Si cette déclaration a pris autant d’ampleur, c’est surtout à cause du contexte explosif qui prévaut actuellement au Mali. Depuis plusieurs mois, en effet, des manifestations ont lieu à travers le pays pour réclamer le départ des forces internationales, la Minusma et Barkhane. Face à la multiplication des attaques, les populations expriment leur lassitude.

Le ministre malien des Affaires étrangères, Tiébilé Dramé, qui a insisté depuis son arrivée au gouvernement, en mai, sur la nécessité que l’État exerce son autorité sur Kidal, s’est entretenu au téléphone, le 2 décembre, avec Mahamat Saleh Annadif, le représentant spécial du secrétaire général des Nations unies et chef de la Minusma. Il l’a ensuite rencontré, ainsi que Baranga Gassarabwe, représentante spéciale adjointe du secrétaire général de l’ONU, afin d’échanger sur la position de Bamako à propos de ces déclarations et d’ »examiner les mesures que dictent ces propos ».
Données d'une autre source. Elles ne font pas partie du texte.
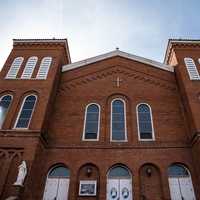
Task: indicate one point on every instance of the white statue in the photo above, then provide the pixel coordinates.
(22, 172)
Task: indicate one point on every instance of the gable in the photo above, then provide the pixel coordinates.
(121, 54)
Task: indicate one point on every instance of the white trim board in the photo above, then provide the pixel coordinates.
(15, 41)
(117, 53)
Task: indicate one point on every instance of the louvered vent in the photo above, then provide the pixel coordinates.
(29, 68)
(13, 71)
(44, 68)
(191, 68)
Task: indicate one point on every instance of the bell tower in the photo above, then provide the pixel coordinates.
(184, 55)
(33, 67)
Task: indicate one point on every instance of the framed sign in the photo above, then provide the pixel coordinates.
(88, 188)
Contactée par Jeune Afrique, la Minusma a assuré avoir « pris acte » de la déclaration des autorités maliennes et assuré que « le Représentant spécial du secrétaire général avait déjà pris en compte les préoccupations du gouvernement et pris les dispositions nécessaires afin que le chef du bureau de la Minusma puisse quitter le territoire malien dans les meilleurs délais, dans l’intérêt mutuel des parties ».

Selon une source interne à la Minusma et un ministre malien, son départ était prévu ce mardi soir.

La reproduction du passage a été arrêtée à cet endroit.